The reason people are smelling LLMs everywhere is because LLMs are low-signal, high-effort. The disappointment one feels when a model starts going off the rails is conditioning people to detect and be repulsed by even the slightest whiff of a robotic word choice.
edit: I feel like we discovered the direction in which AGI lies but we don't have the math to make it converge, so every AI we make goes completely insane after being asked three to five questions. So we've created architectures where models keep copious notes about what they're doing, and we carefully watch them to see if they've gone insane yet. When they inevitably do, we quickly kill them, create a new one from scratch, and feed it the notes the old one left. AI slop reads like a dozen cycles of that. A group effort, created by a series of new hires, silently killed after a single interaction with the work.
TL;DR: Because of the bullshit asymmetry principle. Maybe the conclusions below are sound, have a read and try to wade through ;-)
Let us address the underlying assumptions and implications in the argument that the provenance of a report, specifically whether it was written with the assistance of AI, should not matter as long as the conclusions are sound.
This position, while intuitively appealing in its focus on the end result, overlooks several important dimensions of communication, trust, and epistemic responsibility. The process by which information is generated is not merely a trivial detail, it is a critical component of how that information is evaluated, contextualized, and ultimately trusted by its audience. The notion that it feels wrong is not simply a matter of subjective discomfort, but often reflects deeper concerns about transparency, accountability, and the potential for subtle biases or errors introduced by automated systems.
In academic, journalistic, and technical contexts, the methodology is often as important as the findings themselves. If a report is generated or heavily assisted by AI, it may inherit certain limitations, such as a lack of domain-specific nuance, the potential for hallucinated facts, or the unintentional propagation of biases present in the training data. Disclosing the use of AI is not about stigmatizing the tool, but about providing the audience with the necessary context to critically assess the reliability and limitations of the information presented. This is especially pertinent in environments where accuracy and trust are paramount, and where the audience may need to know whether to apply additional scrutiny or verification.
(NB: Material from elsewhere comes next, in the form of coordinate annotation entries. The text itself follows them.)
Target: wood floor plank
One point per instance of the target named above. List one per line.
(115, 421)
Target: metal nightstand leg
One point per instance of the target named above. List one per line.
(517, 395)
Transparency about the use of AI is a matter of intellectual honesty and respect for the audience. When readers are aware of the tools and processes behind a piece of writing, they are better equipped to interpret its strengths and weaknesses. Concealing or omitting this information, even unintentionally, can erode trust if it is later discovered, leading to skepticism not just about the specific report, but about the integrity of the author or institution as a whole.
This is not a hypothetical concern, there are numerous documented cases (eg in legal filings https://www.damiencharlotin.com/hallucinations/) where lack of disclosure about AI involvement has led to public backlash or diminished credibility. Thus, the call for transparency is not a pedantic demand, but a practical safeguard for maintaining trust in an era where the boundaries between human and machine-generated content are increasingly blurred.